D.C. Deputy Mayor Carol B. Thompson testified for more than an hour yesterday before a federal grand jury that for 14 months has been investigating expenditures from several special funds controlled by Mayor Marion Barry's office.
Thompson was Barry's chief of staff for eight months before being named deputy mayor for economic development in January. Last year she directed an internal city review that found that nearly one-third of Barry's expenses during the previous four years was paid with funds intended for use by other city officials and agencies.
Sources said Thompson's subpoena indicated she might be questioned about several types of criminal violations, including possible bank fraud and witness tampering. Neither Thompson nor Special Corporation Counsel Eric Washington, who accompanied her to the U.S. District Courthouse, would answer questions yesterday about her testimony.
Thompson conducted the internal review in August 1986 after information about Barry's expenses was released at the request of The Washington Post.
The records were later subpoenaed for the grand jury inquiry being conducted by Assistant U.S. Attorney Daniel Bernstein.
In a letter to a Post attorney at the time the records were released, Thompson said the review had determined that Robert Robinson, then Barry's chief administrative officer, had failed to keep proper records.
As a result of the review, Robinson was transferred from his post and Barry repaid $4,791 for expenses he incurred in Washington that lacked proper documentation and for three personal out-of-town trips, including one taken in 1983 for which the city had paid.
Robinson has testified before the same grand jury, and three weeks ago Barry aides found in a District Building kitchenette several boxes containing as many as 10 detailed ledgers kept by Robinson. The documents were later examined by FBI agents.

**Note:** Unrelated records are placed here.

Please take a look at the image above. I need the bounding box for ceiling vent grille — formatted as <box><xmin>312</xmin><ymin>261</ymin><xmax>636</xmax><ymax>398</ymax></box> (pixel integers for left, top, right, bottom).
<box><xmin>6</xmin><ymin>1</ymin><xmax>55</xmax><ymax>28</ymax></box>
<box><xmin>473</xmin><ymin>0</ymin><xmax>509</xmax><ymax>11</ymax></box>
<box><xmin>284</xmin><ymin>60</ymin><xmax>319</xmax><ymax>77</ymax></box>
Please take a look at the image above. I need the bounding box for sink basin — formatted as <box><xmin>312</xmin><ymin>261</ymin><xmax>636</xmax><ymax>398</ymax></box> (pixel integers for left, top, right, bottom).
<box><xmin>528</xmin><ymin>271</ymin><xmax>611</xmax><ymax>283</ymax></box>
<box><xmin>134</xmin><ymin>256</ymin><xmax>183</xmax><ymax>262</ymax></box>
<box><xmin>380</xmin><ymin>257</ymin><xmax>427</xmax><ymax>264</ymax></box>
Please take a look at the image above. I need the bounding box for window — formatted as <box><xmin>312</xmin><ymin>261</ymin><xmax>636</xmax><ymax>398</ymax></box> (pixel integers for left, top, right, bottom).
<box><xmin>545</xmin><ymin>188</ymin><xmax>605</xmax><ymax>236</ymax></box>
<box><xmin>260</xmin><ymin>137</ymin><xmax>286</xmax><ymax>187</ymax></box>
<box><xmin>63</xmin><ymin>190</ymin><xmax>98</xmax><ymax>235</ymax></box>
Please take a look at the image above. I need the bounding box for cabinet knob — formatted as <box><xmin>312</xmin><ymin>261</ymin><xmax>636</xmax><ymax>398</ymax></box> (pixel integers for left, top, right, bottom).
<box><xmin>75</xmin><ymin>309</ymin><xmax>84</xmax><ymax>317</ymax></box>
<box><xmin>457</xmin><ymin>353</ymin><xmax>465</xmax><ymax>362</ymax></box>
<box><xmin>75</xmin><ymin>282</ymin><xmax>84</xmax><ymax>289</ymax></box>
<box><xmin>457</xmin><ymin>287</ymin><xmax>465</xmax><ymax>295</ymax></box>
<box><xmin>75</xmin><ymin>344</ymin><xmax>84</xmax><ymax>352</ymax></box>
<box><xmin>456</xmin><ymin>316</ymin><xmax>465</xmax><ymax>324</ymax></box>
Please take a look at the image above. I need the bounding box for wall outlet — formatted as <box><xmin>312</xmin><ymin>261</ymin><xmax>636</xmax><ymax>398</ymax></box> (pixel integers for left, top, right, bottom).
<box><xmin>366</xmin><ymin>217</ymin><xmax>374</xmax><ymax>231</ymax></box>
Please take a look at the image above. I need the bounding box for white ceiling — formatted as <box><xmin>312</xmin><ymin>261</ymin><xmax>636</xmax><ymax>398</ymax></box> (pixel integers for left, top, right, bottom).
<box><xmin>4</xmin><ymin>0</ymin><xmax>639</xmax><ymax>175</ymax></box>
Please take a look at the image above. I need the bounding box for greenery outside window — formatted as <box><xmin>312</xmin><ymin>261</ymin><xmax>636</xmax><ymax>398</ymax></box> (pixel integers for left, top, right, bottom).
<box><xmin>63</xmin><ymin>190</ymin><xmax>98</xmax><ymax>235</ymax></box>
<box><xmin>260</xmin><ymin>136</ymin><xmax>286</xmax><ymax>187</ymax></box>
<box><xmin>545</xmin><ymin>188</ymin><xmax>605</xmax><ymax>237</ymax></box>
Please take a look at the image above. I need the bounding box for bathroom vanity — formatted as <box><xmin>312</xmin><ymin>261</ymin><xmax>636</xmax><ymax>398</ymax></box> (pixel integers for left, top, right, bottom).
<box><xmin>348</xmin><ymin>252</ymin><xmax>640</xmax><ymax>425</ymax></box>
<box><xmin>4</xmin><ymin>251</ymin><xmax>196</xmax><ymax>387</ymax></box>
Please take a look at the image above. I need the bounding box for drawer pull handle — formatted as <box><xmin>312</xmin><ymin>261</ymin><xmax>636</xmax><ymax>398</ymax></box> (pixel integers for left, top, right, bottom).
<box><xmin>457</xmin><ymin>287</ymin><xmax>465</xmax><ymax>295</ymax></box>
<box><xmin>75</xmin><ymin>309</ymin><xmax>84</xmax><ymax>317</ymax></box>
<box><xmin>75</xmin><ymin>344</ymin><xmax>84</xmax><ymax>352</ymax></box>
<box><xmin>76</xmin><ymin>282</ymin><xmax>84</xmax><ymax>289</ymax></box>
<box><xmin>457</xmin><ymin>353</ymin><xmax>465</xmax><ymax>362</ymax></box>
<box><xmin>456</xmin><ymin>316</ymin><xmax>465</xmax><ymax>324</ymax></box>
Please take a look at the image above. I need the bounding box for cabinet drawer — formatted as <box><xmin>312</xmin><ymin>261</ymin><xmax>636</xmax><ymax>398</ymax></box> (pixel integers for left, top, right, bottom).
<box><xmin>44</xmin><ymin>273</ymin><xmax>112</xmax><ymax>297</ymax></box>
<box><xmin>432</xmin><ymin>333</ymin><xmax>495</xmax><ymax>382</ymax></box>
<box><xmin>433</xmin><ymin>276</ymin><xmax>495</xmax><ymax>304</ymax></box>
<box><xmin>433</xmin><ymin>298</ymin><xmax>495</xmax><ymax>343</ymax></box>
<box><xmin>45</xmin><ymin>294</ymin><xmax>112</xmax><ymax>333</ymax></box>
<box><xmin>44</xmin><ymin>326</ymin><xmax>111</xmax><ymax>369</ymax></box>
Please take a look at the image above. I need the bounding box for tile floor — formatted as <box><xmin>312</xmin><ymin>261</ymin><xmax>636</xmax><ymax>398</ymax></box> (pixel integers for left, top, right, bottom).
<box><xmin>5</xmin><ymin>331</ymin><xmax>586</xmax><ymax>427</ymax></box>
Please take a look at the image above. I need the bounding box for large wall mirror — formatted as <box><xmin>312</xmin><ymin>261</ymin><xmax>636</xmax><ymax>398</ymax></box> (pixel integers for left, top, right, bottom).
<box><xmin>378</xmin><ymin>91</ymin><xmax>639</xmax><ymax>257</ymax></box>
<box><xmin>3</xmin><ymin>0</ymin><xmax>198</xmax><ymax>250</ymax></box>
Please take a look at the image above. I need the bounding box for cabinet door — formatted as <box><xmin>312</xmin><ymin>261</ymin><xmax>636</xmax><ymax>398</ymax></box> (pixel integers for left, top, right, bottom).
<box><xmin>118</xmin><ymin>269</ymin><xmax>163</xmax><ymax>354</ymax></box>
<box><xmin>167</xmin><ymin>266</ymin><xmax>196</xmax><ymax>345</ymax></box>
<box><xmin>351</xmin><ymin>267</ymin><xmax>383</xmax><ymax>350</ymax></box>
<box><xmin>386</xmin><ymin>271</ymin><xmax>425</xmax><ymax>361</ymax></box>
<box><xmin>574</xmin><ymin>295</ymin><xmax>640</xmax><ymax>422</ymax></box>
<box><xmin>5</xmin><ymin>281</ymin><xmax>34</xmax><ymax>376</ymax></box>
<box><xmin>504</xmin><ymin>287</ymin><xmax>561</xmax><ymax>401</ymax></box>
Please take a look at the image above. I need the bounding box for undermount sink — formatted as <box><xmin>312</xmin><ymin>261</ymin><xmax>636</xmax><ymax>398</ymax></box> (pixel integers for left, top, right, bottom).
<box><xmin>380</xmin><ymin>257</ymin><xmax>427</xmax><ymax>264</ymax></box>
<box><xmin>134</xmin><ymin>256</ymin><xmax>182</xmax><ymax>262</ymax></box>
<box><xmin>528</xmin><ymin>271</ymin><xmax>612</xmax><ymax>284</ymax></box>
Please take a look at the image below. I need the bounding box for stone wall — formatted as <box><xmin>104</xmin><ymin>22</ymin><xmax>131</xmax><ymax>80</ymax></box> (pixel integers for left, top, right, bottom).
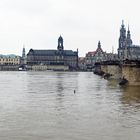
<box><xmin>47</xmin><ymin>65</ymin><xmax>69</xmax><ymax>71</ymax></box>
<box><xmin>122</xmin><ymin>65</ymin><xmax>140</xmax><ymax>86</ymax></box>
<box><xmin>100</xmin><ymin>64</ymin><xmax>140</xmax><ymax>85</ymax></box>
<box><xmin>0</xmin><ymin>65</ymin><xmax>19</xmax><ymax>71</ymax></box>
<box><xmin>101</xmin><ymin>65</ymin><xmax>122</xmax><ymax>79</ymax></box>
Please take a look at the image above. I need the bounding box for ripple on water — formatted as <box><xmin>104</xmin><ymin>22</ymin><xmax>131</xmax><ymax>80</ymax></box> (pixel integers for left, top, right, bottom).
<box><xmin>0</xmin><ymin>71</ymin><xmax>140</xmax><ymax>140</ymax></box>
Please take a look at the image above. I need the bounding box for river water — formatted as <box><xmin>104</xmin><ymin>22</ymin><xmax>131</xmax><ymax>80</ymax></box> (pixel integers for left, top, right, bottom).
<box><xmin>0</xmin><ymin>71</ymin><xmax>140</xmax><ymax>140</ymax></box>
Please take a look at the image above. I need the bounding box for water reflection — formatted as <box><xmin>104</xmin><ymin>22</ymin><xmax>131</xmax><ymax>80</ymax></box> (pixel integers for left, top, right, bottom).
<box><xmin>121</xmin><ymin>86</ymin><xmax>140</xmax><ymax>105</ymax></box>
<box><xmin>55</xmin><ymin>73</ymin><xmax>65</xmax><ymax>96</ymax></box>
<box><xmin>106</xmin><ymin>79</ymin><xmax>140</xmax><ymax>106</ymax></box>
<box><xmin>107</xmin><ymin>79</ymin><xmax>120</xmax><ymax>87</ymax></box>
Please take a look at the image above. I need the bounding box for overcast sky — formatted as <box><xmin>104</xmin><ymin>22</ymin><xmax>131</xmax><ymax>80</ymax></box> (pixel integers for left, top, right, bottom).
<box><xmin>0</xmin><ymin>0</ymin><xmax>140</xmax><ymax>56</ymax></box>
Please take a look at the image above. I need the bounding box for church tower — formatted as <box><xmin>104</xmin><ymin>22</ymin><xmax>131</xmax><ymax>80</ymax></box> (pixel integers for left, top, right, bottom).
<box><xmin>118</xmin><ymin>21</ymin><xmax>127</xmax><ymax>60</ymax></box>
<box><xmin>119</xmin><ymin>20</ymin><xmax>126</xmax><ymax>48</ymax></box>
<box><xmin>22</xmin><ymin>46</ymin><xmax>26</xmax><ymax>58</ymax></box>
<box><xmin>98</xmin><ymin>41</ymin><xmax>101</xmax><ymax>48</ymax></box>
<box><xmin>21</xmin><ymin>45</ymin><xmax>26</xmax><ymax>66</ymax></box>
<box><xmin>57</xmin><ymin>36</ymin><xmax>64</xmax><ymax>51</ymax></box>
<box><xmin>126</xmin><ymin>26</ymin><xmax>133</xmax><ymax>47</ymax></box>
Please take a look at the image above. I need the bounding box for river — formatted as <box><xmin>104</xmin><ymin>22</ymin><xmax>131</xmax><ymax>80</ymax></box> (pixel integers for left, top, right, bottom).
<box><xmin>0</xmin><ymin>71</ymin><xmax>140</xmax><ymax>140</ymax></box>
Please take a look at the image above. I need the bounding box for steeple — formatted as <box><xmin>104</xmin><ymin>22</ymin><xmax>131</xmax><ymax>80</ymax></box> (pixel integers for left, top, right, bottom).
<box><xmin>21</xmin><ymin>45</ymin><xmax>26</xmax><ymax>66</ymax></box>
<box><xmin>22</xmin><ymin>45</ymin><xmax>26</xmax><ymax>58</ymax></box>
<box><xmin>128</xmin><ymin>24</ymin><xmax>130</xmax><ymax>31</ymax></box>
<box><xmin>127</xmin><ymin>25</ymin><xmax>130</xmax><ymax>38</ymax></box>
<box><xmin>98</xmin><ymin>41</ymin><xmax>101</xmax><ymax>48</ymax></box>
<box><xmin>57</xmin><ymin>35</ymin><xmax>64</xmax><ymax>51</ymax></box>
<box><xmin>126</xmin><ymin>25</ymin><xmax>133</xmax><ymax>47</ymax></box>
<box><xmin>119</xmin><ymin>20</ymin><xmax>126</xmax><ymax>48</ymax></box>
<box><xmin>112</xmin><ymin>46</ymin><xmax>114</xmax><ymax>54</ymax></box>
<box><xmin>121</xmin><ymin>20</ymin><xmax>124</xmax><ymax>28</ymax></box>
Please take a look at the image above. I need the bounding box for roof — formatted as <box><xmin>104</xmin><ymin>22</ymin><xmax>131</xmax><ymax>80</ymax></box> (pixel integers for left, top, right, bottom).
<box><xmin>64</xmin><ymin>50</ymin><xmax>77</xmax><ymax>56</ymax></box>
<box><xmin>58</xmin><ymin>35</ymin><xmax>63</xmax><ymax>41</ymax></box>
<box><xmin>86</xmin><ymin>51</ymin><xmax>96</xmax><ymax>56</ymax></box>
<box><xmin>27</xmin><ymin>49</ymin><xmax>77</xmax><ymax>56</ymax></box>
<box><xmin>95</xmin><ymin>47</ymin><xmax>104</xmax><ymax>53</ymax></box>
<box><xmin>31</xmin><ymin>50</ymin><xmax>56</xmax><ymax>55</ymax></box>
<box><xmin>0</xmin><ymin>54</ymin><xmax>20</xmax><ymax>58</ymax></box>
<box><xmin>86</xmin><ymin>46</ymin><xmax>104</xmax><ymax>57</ymax></box>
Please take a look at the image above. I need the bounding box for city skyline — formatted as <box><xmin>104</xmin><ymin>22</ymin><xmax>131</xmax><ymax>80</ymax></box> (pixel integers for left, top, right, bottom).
<box><xmin>0</xmin><ymin>0</ymin><xmax>140</xmax><ymax>57</ymax></box>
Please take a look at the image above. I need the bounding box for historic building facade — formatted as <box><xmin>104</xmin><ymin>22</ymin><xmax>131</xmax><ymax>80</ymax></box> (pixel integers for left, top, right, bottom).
<box><xmin>27</xmin><ymin>36</ymin><xmax>78</xmax><ymax>70</ymax></box>
<box><xmin>118</xmin><ymin>21</ymin><xmax>140</xmax><ymax>60</ymax></box>
<box><xmin>85</xmin><ymin>41</ymin><xmax>106</xmax><ymax>66</ymax></box>
<box><xmin>0</xmin><ymin>55</ymin><xmax>20</xmax><ymax>65</ymax></box>
<box><xmin>20</xmin><ymin>47</ymin><xmax>27</xmax><ymax>66</ymax></box>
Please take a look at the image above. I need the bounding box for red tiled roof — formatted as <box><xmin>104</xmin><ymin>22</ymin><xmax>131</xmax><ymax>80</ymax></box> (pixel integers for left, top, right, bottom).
<box><xmin>86</xmin><ymin>51</ymin><xmax>96</xmax><ymax>56</ymax></box>
<box><xmin>86</xmin><ymin>46</ymin><xmax>104</xmax><ymax>57</ymax></box>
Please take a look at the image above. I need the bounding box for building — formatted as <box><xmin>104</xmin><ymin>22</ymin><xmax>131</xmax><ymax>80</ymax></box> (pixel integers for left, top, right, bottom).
<box><xmin>0</xmin><ymin>54</ymin><xmax>21</xmax><ymax>65</ymax></box>
<box><xmin>85</xmin><ymin>41</ymin><xmax>106</xmax><ymax>67</ymax></box>
<box><xmin>78</xmin><ymin>57</ymin><xmax>86</xmax><ymax>71</ymax></box>
<box><xmin>27</xmin><ymin>36</ymin><xmax>78</xmax><ymax>70</ymax></box>
<box><xmin>20</xmin><ymin>46</ymin><xmax>27</xmax><ymax>65</ymax></box>
<box><xmin>105</xmin><ymin>52</ymin><xmax>118</xmax><ymax>61</ymax></box>
<box><xmin>118</xmin><ymin>21</ymin><xmax>140</xmax><ymax>60</ymax></box>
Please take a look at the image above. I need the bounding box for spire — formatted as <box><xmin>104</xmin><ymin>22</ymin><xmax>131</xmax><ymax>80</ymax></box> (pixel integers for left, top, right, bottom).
<box><xmin>122</xmin><ymin>20</ymin><xmax>124</xmax><ymax>27</ymax></box>
<box><xmin>127</xmin><ymin>24</ymin><xmax>130</xmax><ymax>34</ymax></box>
<box><xmin>128</xmin><ymin>24</ymin><xmax>130</xmax><ymax>31</ymax></box>
<box><xmin>119</xmin><ymin>20</ymin><xmax>126</xmax><ymax>48</ymax></box>
<box><xmin>120</xmin><ymin>20</ymin><xmax>126</xmax><ymax>33</ymax></box>
<box><xmin>22</xmin><ymin>45</ymin><xmax>26</xmax><ymax>58</ymax></box>
<box><xmin>112</xmin><ymin>46</ymin><xmax>114</xmax><ymax>54</ymax></box>
<box><xmin>59</xmin><ymin>35</ymin><xmax>63</xmax><ymax>40</ymax></box>
<box><xmin>126</xmin><ymin>24</ymin><xmax>133</xmax><ymax>46</ymax></box>
<box><xmin>127</xmin><ymin>24</ymin><xmax>131</xmax><ymax>38</ymax></box>
<box><xmin>98</xmin><ymin>41</ymin><xmax>101</xmax><ymax>48</ymax></box>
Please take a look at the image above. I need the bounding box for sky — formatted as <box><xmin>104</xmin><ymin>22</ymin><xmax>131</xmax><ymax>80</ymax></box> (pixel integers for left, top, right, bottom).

The grand jury inquiry, which is focusing on whether city funds were used to pay Barry's personal expenses, has also uncovered instances in which money from the special funds was used to assist Barry aides and one incident in which $1,500 may have been used to make a payment on a fur coat for Barry's wife Effi.
Former Barry press secretary Annette Samuels borrowed $500 from the mayor's ceremonial fund in 1985 to buy an airline ticket for her son, who had run out of money in Europe. Samuels said she repaid the money two weeks later.
In addition, Anita Bonds, a key political adviser to Barry, received $1,500 from Robinson in 1984 and repaid the money four days later, according to Bonds, who said she was unaware until recently that the money came from the mayor's ceremonial fund.